痛む腰に手を当てながらゆっくりと背を伸ばす。その時に小さく呼び鈴の音が響いた。『のら』だろうか?
リーン!
再び、今度は明確に呼び鈴の音が響いた。どうやら『のら』ではないらしい。ご新規さんだ。
「開いていますよ!」
虫よけが大分剥げてきた扉がギィーーーという軋み音をたててゆっくりと開いた。そしてその隙間から頭巾を目深に被った妙齢の女性が店の中を覗き込んだ。
「いらっしゃいませ」
「こちらは……」
店の中のあちらこちらに視線を這わせながらすこしばかりおどおどした様子で女性が店の中へと入って来た。
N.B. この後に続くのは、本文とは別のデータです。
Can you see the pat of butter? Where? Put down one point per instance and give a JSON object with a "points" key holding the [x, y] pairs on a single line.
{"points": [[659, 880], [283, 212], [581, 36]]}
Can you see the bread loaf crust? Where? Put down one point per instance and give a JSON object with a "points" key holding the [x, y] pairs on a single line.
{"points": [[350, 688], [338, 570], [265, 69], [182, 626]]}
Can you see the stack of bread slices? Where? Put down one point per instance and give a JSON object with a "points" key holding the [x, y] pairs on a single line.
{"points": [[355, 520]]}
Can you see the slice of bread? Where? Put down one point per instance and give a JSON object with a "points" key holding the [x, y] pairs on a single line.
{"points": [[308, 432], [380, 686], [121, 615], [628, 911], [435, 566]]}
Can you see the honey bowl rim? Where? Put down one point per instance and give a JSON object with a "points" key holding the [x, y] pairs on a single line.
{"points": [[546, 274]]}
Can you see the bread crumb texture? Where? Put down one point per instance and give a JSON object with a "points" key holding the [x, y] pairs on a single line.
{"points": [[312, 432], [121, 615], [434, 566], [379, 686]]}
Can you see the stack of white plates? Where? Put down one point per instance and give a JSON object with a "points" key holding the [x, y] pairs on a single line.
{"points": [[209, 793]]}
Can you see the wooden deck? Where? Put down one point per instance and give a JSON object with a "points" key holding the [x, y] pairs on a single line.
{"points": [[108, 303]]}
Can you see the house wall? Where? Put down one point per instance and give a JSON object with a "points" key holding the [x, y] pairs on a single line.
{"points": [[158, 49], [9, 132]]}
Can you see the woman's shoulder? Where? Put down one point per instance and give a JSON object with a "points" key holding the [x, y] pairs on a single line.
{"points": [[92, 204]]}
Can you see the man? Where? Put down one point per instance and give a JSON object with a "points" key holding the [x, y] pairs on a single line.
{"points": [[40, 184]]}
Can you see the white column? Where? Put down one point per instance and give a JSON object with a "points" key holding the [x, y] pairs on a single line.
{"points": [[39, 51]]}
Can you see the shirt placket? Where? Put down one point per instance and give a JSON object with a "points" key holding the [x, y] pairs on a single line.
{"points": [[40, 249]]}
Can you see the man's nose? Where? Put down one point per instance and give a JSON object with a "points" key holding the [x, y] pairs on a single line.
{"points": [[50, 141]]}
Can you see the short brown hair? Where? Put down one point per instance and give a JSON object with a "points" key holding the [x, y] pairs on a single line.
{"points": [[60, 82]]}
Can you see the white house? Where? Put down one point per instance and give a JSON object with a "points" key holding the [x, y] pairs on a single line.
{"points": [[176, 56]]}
「はい、こちらで口利きの商いをやらして頂いております、トマスと申します。本日はどのようなご用件でしょうか?」
「はい。人を、人を探しています」
「人ですか?」
「はい、、。私のお仕えします奥方様のお子様がどうも何者かに狙われているようで、それを守っていただけるような信頼できる方を――」
絵に描いたようなお家騒動と言う奴らしい。これは話が長くなりそうだ。
「さようでございますか。要件の方を詳しく教えて頂きますので、狭い店で恐縮ですがそちらの卓の方へおかけになってください」
女性を卓へと案内するとその女性は自分で椅子を引くとそれに腰掛けて不安げにこちらを見た。奥方様付きの女中と言うのは本当のようだ。
「依頼の件が他に漏れることは?」
「もちろんありません。口利き屋は依頼者も、斡旋先の情報も、決してもらしたりしないのが信条の商売なのです。それにこの店では帳面の様な物も一切残したり致しません。ご安心ください」
それにどうやら口利き屋にはなれていないらしい。これは話だけでなく、色々と説明の時間も必要そうだ。